The series does involve a lot of hotel sets, and as someone who REALLY loves a robe, I started to wonder if I was due for a night in a king-size. I felt exhausted from the emotional labour of raising teens, a decrease in social connection due to the Omicron wave and winter in general. Oh, and that nightly hour or so of pre-bedtime scrolling I tend to do that clips into my desired healthy sleep schedule, which goes kinda like this:
> Finally! Time to myself!
> Scroll/stream/both at once
> Just one more
> Why am I still up…
> Can’t shut my brain off
> Wake up exhausted
> Lots of coffee
> Use exhaustion as an excuse for why I didn’t exercise/meditate/finish that thing/work on my book/etc.
Sound familiar? (More on Procrastination here)

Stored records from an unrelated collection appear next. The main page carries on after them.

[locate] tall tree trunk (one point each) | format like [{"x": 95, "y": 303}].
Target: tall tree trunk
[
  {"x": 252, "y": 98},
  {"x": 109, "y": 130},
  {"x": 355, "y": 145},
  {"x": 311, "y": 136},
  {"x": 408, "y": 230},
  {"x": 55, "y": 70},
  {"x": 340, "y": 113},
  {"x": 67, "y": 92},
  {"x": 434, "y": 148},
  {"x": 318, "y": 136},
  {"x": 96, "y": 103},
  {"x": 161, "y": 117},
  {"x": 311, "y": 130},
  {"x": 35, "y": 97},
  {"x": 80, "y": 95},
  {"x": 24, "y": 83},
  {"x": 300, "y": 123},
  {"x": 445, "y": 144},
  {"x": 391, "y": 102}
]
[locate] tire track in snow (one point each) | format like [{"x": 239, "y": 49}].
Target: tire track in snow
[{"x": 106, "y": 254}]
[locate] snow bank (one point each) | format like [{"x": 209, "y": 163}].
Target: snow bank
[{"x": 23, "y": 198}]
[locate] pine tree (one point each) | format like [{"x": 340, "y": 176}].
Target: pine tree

I needed to get some rest and a new perspective. A night in a hotel seemed like the magic pill that would rescue my fatigue situation. And while I don’t have any sort of trust fund (real or imagined), I booked a really nice room to recalibrate (OK there was some fake German heiress entitlement there). Surely it was my family’s fault I haven’t been sleeping well! Wouldn’t Ideal Me feel no guilt about throwing down her credit card for some luxuriation time?
While my Fitbit graded me an A+ on sleep for once, using hotels to solve my sleep challenges is not sustainable. I came home with the realization that you don’t need 1000 thread count sheets and soaker tubs with a view of the lake to get that kind of rest on the regular. Sigh.
Like anything that makes us better in life, it comes down to commitment and building self-discipline. Steph and I often say that we could apply our Kickstartology Coaching alignment framework to anything. If two night-owl, ADHD-brained entrepreneurs could use it to scale back to a reasonable bedtime, then we could teach it to anyone.
Sleep and a better bedtime are such big habit improvement desires for so many of our clients, from tired moms to single superstars. What might be different in your life if you actually learned to turn out the light at a reasonable hour? What opportunities could you create for yourself if you had the energy to “Act as if?”